(DiverWire) Summer is here and the water is growing warmer. For divers in the Florida Keys this means forgoing wetsuits and dive skins, but for coral reefs it can mean serious stress and the potential for coral bleaching.
Florida Keys National Marine Sanctuary and Mote Marine Lab are enlisting the help of divers and snorkelers to aid in early detection of stressed corals, more specifically bleached corals, through the BleachWatch (http://isurus.mote.org/Keys/bleaching.phtml) volunteer observer program. This summer approximately 40 divers joined the ranks of more than 200 observers trained to identify and report signs of coral paling, bleaching and disease. These educated “eyes on the water” serve as an early warning system to inform reef managers of coral stress.

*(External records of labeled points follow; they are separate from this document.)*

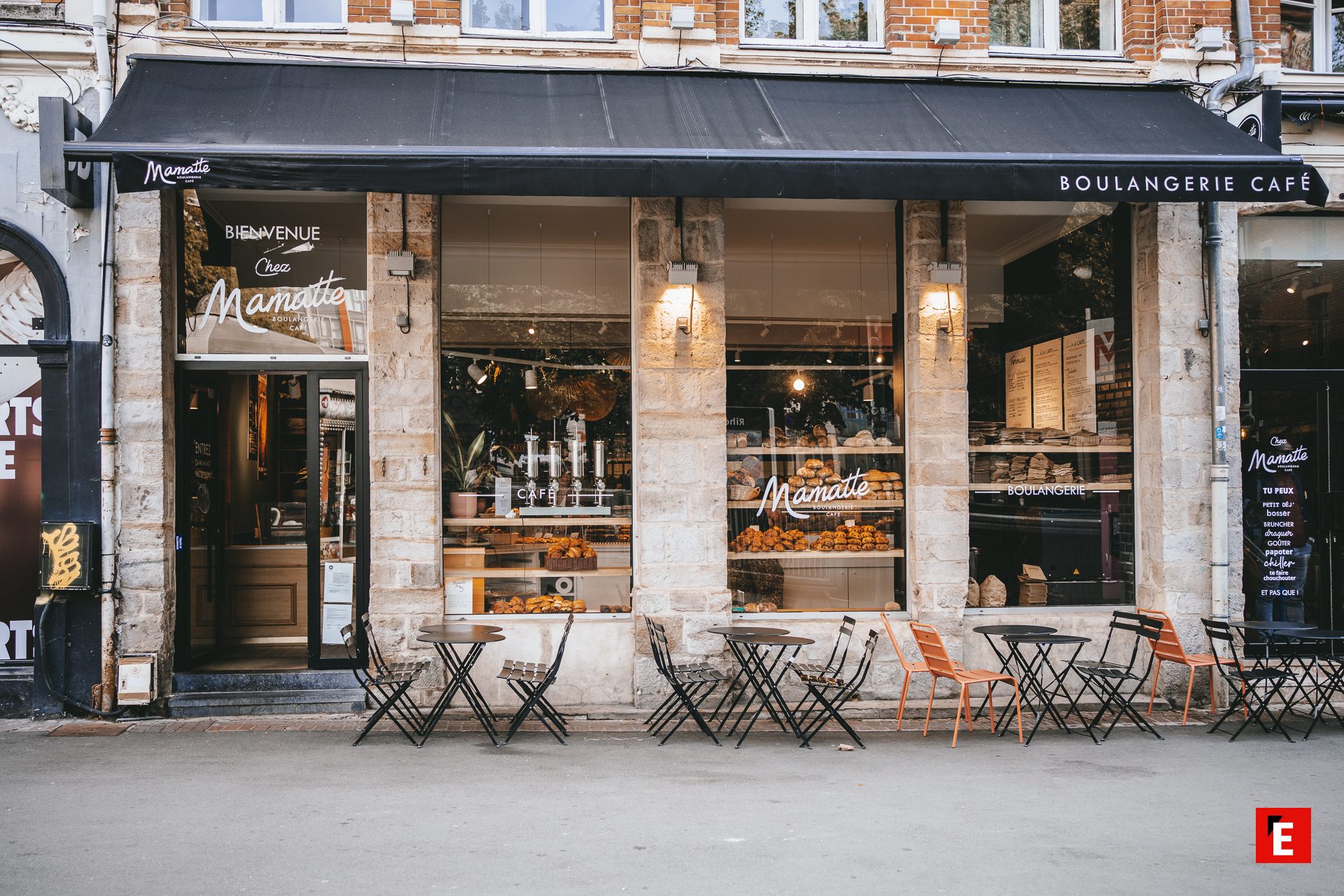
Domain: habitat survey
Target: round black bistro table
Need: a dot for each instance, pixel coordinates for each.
(1324, 669)
(764, 675)
(1040, 676)
(447, 641)
(1003, 659)
(441, 628)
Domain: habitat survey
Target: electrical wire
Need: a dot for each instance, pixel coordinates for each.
(64, 83)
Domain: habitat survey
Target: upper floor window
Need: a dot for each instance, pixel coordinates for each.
(1312, 35)
(1054, 26)
(811, 22)
(540, 18)
(272, 13)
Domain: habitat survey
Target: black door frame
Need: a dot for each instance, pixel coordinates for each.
(1328, 384)
(312, 370)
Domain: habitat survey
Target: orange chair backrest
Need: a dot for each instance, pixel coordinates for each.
(905, 664)
(936, 654)
(1168, 645)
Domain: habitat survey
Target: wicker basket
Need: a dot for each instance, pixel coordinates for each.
(570, 564)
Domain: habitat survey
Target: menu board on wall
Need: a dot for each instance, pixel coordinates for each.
(1018, 388)
(1079, 383)
(1278, 548)
(1047, 390)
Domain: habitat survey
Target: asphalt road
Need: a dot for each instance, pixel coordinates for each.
(304, 813)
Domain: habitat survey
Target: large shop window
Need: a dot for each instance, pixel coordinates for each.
(537, 406)
(540, 18)
(1292, 314)
(272, 274)
(1054, 26)
(274, 14)
(1312, 34)
(834, 23)
(1049, 331)
(816, 496)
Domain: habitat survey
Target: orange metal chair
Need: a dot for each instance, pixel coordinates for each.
(942, 666)
(910, 668)
(1170, 649)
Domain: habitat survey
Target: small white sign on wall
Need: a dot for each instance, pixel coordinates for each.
(457, 597)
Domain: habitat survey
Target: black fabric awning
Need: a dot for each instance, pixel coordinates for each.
(363, 127)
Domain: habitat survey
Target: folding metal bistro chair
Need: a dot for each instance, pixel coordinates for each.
(1108, 679)
(530, 681)
(832, 691)
(1170, 649)
(942, 666)
(1252, 688)
(386, 690)
(691, 687)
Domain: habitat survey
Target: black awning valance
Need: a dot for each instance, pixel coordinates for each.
(227, 122)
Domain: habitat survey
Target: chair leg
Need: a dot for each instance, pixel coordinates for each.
(929, 713)
(1190, 690)
(1152, 694)
(901, 710)
(956, 726)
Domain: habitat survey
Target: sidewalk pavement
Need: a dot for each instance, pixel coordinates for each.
(286, 806)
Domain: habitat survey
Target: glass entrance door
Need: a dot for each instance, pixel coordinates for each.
(273, 555)
(1292, 430)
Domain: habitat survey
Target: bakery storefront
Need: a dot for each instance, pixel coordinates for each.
(640, 365)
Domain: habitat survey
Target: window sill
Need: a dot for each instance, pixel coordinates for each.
(1046, 55)
(813, 48)
(1088, 609)
(262, 27)
(538, 38)
(818, 615)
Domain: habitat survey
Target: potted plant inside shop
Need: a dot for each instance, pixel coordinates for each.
(460, 469)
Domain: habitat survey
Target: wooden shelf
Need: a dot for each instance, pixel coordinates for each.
(1088, 486)
(539, 520)
(812, 555)
(1051, 449)
(843, 449)
(850, 507)
(538, 573)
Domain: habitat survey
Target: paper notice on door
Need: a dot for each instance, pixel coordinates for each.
(1018, 388)
(457, 597)
(1047, 387)
(337, 582)
(336, 617)
(1079, 383)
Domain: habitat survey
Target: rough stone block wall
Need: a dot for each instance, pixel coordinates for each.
(1174, 422)
(680, 548)
(937, 413)
(405, 517)
(146, 460)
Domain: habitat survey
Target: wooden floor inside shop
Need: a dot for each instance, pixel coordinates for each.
(255, 657)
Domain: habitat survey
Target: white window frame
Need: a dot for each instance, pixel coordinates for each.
(1322, 24)
(1050, 16)
(811, 29)
(537, 15)
(272, 18)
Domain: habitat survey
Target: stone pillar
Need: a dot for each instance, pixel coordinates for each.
(680, 512)
(937, 470)
(405, 517)
(144, 394)
(1174, 421)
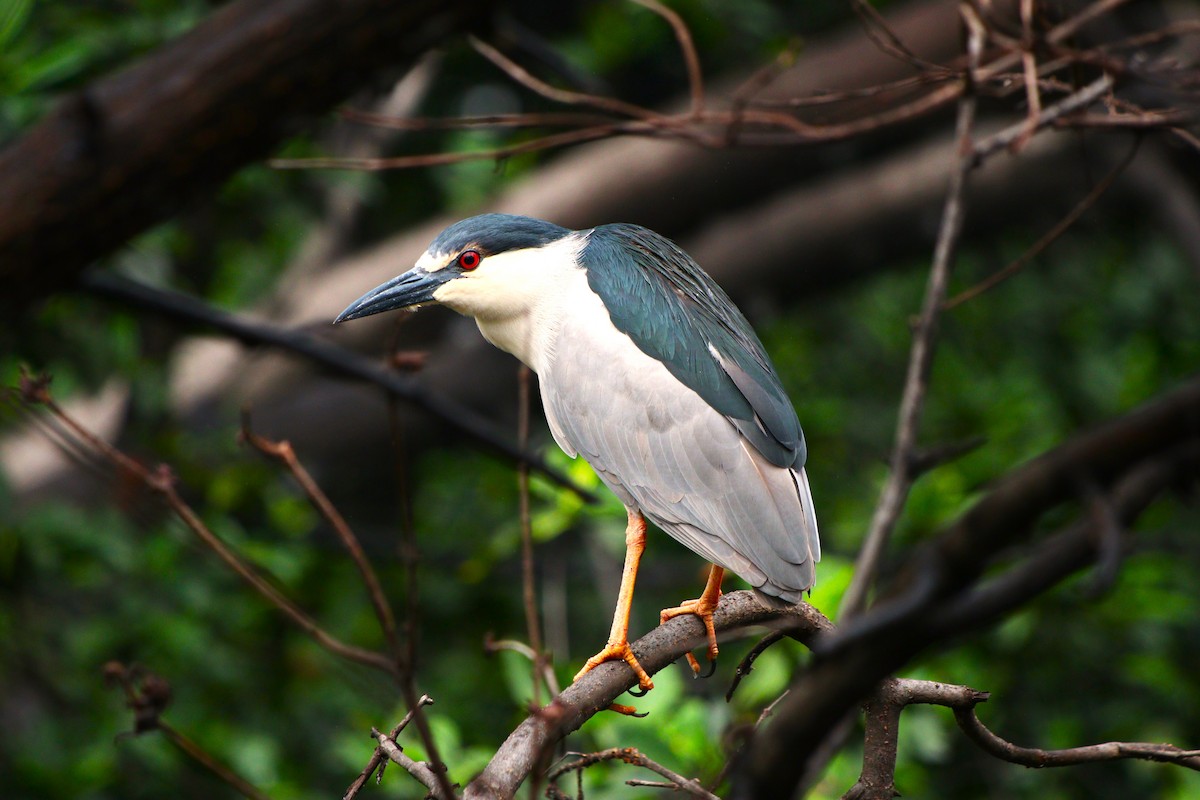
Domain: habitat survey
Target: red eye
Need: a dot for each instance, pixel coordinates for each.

The sanctuary and Mote developed and implemented the BleachWatch program in 2005, in response to increasing occurrences of coral bleaching in the Keys. The Keys BleachWatch was originally developed in partnership and modeled after the Great Barrier Reef Marine Park Authority’s BleachWatch early warning network and volunteer observer program (http://www.gbrmpa.gov.au/corp_site/key_issues/climate_change/management_responses/bleach_watch2.html). Since then, similar volunteer observer programs have started in Mesoamerica (www.marcoralwatch.net) and Belize (www.ecomarbelize.org/coralwatch)
Over the past six years, Mote has developed partnerships with dive operators, environmental organizations, researchers, and various community groups and local residents in order to coordinate a broad range of volunteers from throughout the Florida Keys. Typically between 200-300 volunteer observations are submitted during the summer months of May through October, which in turn aid in the creation of the Current Conditions Report (http://isurus.mote.org/Keys/current_conditions.phtml) provided to sanctuary managers and the public. More volunteer observations are needed however, and Mote continues to offer training to interested groups of divers and snorkelers.
Volunteer observations can be submitted via email or web forms and the information aids researchers in rapid detection, assessment and response to bleaching. BleachWatch is funded by Florida Keys National Marine Sanctuary and managed by Mote Marine Laboratory.